Dragon Slayer The Legend Of Heroes

 ドラゴンスレイヤー英雄伝説です。 楽なドラクエみたいなゲームです。 いまや「英雄伝説」そのものがブランド化し、F社のIPとして受けつがれています。

 筆者はこの作品が好きでした。 好きなのですが続編[英雄伝説2]を遊んだことがありません。 eggあたりで楽に?試そうと思ったのですが、あいまいになっている初代の記憶を呼び返さないことには続編もあったものじゃありません。

 このゲームはディスクプロテクトがきつく、助けにこないリュナン症候群を回避しても海賊本部に入れずエンディングまで行くのは楽じゃありません[※nec98版]。 当時の筆者には全チェックを解除することができず、そういった記憶からegg版を使うのがベストと考えました。 eggにはnec88/nec98/msx版が並んでおり、データロード時の演出が音とシンクロしている88版を選ぶことにしました。
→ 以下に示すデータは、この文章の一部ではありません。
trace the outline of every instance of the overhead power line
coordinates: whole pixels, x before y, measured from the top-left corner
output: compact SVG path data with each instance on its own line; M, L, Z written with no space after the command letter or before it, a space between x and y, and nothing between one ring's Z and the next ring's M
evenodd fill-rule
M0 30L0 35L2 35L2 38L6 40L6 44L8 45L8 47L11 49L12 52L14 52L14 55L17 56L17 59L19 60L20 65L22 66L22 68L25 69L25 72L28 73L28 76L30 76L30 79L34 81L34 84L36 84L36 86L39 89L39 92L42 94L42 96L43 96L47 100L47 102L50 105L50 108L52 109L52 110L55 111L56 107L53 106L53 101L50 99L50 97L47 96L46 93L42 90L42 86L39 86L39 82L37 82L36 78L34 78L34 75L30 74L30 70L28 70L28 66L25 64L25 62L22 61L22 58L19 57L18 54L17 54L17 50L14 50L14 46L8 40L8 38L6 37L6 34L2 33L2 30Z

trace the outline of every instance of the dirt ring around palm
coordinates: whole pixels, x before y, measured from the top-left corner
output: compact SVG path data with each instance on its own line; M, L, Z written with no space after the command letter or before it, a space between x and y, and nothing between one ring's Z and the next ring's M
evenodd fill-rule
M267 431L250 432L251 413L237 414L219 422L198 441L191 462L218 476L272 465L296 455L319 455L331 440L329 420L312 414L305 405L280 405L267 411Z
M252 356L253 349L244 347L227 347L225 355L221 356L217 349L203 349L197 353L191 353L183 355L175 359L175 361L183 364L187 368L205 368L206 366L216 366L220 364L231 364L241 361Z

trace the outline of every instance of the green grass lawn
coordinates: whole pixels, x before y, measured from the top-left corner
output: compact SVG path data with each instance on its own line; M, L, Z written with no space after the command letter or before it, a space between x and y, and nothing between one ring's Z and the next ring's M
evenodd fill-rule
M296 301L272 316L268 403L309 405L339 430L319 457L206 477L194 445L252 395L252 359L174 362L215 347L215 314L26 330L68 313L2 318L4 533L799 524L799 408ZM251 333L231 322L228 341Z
 手元ガイドとしてはflora.main.jpのお世話になると決めました。 なぜなら「サクタス5」で雑にネットを引いたら出てきたからです。 オビス4ならプレーヤーが全力で回避しなければ進めない仕様になっている(※王家装備が残っていれば倒せます)ため、どれだけ雑なコピペ攻略サイトでも言及されており決め手になりません。 しかし筆者はnec98版英雄伝説1を遊んでいて「サクタス5」「ホー4」に驚き、当時のリアル友達に電話をかけるほどの衝撃を受けたことから、こういったエネミープレミア魔法をプレイ経験の証?みたく考えているフシがあります。
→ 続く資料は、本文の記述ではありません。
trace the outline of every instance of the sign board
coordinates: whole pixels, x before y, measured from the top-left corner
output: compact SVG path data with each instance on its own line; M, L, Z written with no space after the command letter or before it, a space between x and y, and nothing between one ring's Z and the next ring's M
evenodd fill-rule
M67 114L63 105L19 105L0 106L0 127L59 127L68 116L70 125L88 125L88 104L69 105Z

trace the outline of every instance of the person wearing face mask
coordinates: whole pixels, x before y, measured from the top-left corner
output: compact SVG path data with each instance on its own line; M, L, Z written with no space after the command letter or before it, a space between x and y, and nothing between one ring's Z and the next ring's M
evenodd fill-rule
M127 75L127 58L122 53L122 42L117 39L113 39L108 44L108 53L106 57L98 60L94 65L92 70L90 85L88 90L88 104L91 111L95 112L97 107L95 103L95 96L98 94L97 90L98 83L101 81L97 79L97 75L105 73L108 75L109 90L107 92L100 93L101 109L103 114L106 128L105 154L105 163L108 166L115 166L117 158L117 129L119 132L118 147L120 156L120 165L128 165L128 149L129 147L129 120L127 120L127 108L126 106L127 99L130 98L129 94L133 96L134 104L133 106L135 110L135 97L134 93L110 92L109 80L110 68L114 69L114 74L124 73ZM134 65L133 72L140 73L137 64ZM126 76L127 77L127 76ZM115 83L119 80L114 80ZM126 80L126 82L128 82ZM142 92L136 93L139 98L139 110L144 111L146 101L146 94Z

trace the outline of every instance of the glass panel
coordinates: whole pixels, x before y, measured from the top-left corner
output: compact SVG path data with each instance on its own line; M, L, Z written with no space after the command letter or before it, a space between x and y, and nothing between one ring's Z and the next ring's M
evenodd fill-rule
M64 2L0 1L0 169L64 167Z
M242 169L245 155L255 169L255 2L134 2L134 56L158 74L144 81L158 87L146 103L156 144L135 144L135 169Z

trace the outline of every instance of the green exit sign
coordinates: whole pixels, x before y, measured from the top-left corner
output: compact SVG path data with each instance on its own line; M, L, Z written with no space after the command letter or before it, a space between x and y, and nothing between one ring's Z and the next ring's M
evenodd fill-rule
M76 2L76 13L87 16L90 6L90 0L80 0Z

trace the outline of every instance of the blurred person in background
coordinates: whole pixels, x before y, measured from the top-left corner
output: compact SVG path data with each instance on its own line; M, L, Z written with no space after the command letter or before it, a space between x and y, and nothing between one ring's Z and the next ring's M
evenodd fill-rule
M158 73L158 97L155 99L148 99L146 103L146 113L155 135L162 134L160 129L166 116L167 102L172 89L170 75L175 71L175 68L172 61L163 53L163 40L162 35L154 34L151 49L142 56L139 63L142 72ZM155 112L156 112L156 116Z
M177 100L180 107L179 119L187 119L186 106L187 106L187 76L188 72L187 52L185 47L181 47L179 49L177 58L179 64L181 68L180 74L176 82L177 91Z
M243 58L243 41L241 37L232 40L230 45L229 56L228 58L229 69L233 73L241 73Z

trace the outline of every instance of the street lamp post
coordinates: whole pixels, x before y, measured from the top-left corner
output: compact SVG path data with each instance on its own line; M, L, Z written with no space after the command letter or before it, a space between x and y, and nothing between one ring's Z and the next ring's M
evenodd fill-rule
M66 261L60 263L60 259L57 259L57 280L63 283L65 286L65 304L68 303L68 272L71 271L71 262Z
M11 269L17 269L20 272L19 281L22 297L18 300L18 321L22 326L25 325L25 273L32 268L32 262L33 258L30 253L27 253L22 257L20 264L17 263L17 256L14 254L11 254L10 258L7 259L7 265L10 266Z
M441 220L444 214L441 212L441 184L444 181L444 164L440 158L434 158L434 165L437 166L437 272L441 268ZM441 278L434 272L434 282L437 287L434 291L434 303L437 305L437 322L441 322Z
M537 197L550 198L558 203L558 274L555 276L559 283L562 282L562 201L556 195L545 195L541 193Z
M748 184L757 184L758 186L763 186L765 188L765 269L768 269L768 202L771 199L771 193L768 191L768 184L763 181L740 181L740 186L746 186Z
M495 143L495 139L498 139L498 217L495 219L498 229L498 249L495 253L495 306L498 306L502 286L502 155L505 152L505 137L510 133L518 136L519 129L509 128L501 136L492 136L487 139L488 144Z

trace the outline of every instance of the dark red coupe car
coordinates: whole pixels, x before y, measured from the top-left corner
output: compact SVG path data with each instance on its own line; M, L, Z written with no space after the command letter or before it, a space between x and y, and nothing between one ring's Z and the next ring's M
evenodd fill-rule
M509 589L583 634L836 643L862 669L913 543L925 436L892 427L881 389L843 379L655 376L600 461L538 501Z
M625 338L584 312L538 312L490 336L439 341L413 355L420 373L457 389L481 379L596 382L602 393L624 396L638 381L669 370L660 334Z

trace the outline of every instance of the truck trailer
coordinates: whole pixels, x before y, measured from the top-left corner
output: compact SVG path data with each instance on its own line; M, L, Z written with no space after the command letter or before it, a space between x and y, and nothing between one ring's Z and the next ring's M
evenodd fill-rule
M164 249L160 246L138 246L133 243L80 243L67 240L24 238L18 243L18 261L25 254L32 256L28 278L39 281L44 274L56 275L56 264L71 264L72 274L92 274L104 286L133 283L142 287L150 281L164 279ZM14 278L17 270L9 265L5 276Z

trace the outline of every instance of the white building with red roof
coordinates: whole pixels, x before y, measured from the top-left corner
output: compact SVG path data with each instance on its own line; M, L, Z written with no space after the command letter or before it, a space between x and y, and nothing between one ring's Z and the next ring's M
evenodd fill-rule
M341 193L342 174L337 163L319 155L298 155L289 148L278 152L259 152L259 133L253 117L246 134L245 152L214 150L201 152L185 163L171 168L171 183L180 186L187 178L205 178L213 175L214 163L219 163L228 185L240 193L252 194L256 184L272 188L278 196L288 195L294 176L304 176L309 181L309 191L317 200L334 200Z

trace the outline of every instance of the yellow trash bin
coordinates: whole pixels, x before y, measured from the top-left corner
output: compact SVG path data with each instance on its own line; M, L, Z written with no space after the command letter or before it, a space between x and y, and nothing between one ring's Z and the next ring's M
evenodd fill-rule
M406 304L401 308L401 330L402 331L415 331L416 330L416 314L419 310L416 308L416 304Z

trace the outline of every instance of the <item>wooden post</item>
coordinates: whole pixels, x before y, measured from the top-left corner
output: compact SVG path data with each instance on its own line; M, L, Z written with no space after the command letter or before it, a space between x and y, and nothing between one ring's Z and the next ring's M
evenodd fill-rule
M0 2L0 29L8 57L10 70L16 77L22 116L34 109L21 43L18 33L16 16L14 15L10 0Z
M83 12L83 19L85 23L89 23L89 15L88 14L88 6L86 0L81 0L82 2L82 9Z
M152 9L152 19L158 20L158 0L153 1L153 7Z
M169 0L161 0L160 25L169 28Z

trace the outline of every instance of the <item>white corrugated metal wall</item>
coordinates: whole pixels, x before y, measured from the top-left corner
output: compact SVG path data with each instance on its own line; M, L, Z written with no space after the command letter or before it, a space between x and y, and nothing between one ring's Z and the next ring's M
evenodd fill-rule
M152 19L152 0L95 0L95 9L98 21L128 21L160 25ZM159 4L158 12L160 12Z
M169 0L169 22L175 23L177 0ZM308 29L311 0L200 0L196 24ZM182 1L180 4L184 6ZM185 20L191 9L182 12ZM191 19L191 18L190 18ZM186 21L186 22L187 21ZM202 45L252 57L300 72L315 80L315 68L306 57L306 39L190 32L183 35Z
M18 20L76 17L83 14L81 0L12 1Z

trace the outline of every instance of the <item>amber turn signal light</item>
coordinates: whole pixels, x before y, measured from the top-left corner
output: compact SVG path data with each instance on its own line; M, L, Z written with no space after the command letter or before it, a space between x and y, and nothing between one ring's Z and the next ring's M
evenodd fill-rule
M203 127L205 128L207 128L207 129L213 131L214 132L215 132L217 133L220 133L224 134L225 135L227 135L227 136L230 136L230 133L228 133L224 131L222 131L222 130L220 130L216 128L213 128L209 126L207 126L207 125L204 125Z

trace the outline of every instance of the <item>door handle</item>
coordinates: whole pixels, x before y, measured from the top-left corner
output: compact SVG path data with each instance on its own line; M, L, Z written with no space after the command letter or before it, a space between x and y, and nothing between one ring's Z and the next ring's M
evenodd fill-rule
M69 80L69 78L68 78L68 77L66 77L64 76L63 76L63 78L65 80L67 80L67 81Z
 ゲームを始める前(セリオスを動かす前)に判る88版の特徴として:

  ・ ディスクコピーBGMがループしないで終わる
  ・ ロードスタート時に文字が入る

 ▲少なくともこの2点があります。 ユーザーディスク終了チャイムはmkIISRだと遅く、FAなら少し早くなりますがサントラ盤と比べて違和感のない範囲に収まっています。 nec98版では3-8on/offの違いだけで終了タイミングが大幅に変わってしまい、ファルコム側もあきらめたらしくbgmそのものがループ仕様に書きかわっています..

 ゲーム中に判る88版の特徴として:

  ・ 成長する宝箱?は成長しない
  ・ グラディウス, 目玉のついた靴, ハイパー660/2000などは存在しない

 ▲少なくともこの2点があります。 「防御力が一番低いリュナンめがけて振り下ろした」なるメッセージさえ出てこないので、グラディウスそのものがデータにない?のでしょう。 ハイパーアイテムが出てこないのは筆者的に誤算で、低hp振りを前提にした遊び方では98版以降のほうが向いていそうです。 実際のところレス5がオーバースペックになるようなステータスでもエンディングへ行けるので、ゲーム全体の難易度を左右するほどの違いじゃありません。
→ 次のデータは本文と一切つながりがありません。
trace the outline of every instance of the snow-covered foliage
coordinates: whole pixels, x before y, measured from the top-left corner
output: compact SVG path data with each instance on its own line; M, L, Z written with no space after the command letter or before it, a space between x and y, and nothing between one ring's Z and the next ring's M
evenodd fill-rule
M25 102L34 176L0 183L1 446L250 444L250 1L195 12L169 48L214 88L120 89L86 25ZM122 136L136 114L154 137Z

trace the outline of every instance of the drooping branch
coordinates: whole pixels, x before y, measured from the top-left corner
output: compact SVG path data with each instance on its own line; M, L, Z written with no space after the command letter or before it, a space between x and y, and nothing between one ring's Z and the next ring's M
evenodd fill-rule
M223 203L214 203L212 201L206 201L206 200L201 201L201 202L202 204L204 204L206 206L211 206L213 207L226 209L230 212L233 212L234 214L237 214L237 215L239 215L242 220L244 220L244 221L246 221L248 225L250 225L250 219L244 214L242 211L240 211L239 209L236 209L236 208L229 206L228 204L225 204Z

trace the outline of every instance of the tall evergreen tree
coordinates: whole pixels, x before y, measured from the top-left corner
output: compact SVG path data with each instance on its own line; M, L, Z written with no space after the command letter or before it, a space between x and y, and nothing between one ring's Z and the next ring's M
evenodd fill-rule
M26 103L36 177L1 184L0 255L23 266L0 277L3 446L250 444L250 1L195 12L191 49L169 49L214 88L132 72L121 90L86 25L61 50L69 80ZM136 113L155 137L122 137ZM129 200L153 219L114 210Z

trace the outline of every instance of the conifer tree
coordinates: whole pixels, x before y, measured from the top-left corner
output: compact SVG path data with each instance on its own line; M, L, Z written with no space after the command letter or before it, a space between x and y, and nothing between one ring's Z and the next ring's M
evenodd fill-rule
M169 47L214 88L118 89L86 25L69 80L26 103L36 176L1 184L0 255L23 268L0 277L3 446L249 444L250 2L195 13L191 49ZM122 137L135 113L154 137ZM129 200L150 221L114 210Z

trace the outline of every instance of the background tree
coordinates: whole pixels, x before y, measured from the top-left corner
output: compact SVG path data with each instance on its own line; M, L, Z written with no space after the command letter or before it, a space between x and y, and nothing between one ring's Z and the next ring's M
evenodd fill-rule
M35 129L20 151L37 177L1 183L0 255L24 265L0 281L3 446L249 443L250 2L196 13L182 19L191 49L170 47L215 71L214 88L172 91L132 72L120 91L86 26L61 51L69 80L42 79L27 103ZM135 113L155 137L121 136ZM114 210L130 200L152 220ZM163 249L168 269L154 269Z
 ..というより本作はプレーヤーを困らせないことを最も主眼に置いています。 どこでもセーブポイント、エネミーのhpは常時表示、エネミーは無限のmpを持たない、戦闘はその場でやり直し可能、勝ってしまっても戦闘直前に巻き戻し可能、階層メニューを飛ばしてファンクションキーでショートカット可能、どこまでもノンストレスですね。

 nec88(/98)版だと、リュナンと引きかえに王家装備を持ちこすことができます。 すばやさに大きく振っておけば2章アクダムに先制はできるものの、88版だとアクダム側のhpがゼロになる(とダメージ値が算出された)物理攻撃は絶対に当たらない仕様があるらしく、さいごの一撃は魔法を使う必要がありそうです。 筆者はローと二人で、「セリオス先制→アクダムのhp半分未満→アクダム回復行動(根)セリオス会心→ローがフラム3」として倒しました。 クリティカルヒットに期待した戦略なので運にも振る必要があります。 なお2章アクダムに設定されている経験値はゼロらしく、勝とうと思えば勝てるだけでメリットはなさそうです。。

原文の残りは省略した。